The US Securities and Exchange Commission (SEC) has granted a deadline extension to the Sarbanes-Oxley legislation, giving most public companies another six months to comply with the financial reporting requirements.
The extension means smaller public companies now have until 15 December 2007 to provide a management assessment of internal controls. It was previously required by 15 July. A second requirement that an auditor attest to the management assessment of the effectiveness of those internal controls has been put back to 2008.
Sarbanes-Oxley is intended to prevent corporate scandals like Enron and came into force for large public companies at the end of 2004. Smaller public companies, defined as those with less than $75 million of stock in the hands of public investors, have been granted several deadline extensions because the SEC has not yet interpreted how the rules should apply to them.
SEC reports say there are 7,402 smaller public companies that make up 78.5 percent of the total number of public companies nationwide.
The five-month extension of the management assessment deadline will have little practical impact since most companies set 31 December as the end of the fiscal year, and would not have had to comply until the end of 2007 anyway, says John Hagerty, an industry analyst for AMR Research in Boston, Mass.
"They're giving some relief to the real early ones, such as companies whose fiscal year ends 31 July, but not wholesale relief," Hagerty said.
Already, though, the SEC is talking about granting a further extension of both the new December 2007 and December 2008 deadlines. If the agency does not issue guidance to companies in time to help them meet those deadlines, SEC officials will consider extending them again, the agency said.
Last week, the SEC said it would issue guidelines to ease reporting burdens for small companies, many of who have complained about the cost of implementing Sarbanes-Oxley.

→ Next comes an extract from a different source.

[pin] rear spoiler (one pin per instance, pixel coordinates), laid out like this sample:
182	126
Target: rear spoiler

Officials will allow management to focus primarily on the areas that pose the greatest risk of leading to errors in financial reporting.
"The proposed guidance provides management significant flexibility in determining the required level of documentation needed to support the assessment," said Zoe-Vonna Palmrose, the SEC's deputy chief accountant for professional practice.
Sarbanes-Oxley is supposed to make sure companies prepare reliable financial statements and bring information about material weaknesses into public view. Section 404 of the act, the most controversial portion, mandates testing for integrity and ethical behavior, IT controls related to financial reporting, whistleblower programs, anti-fraud provisions, audit committee effectiveness, and other requirements.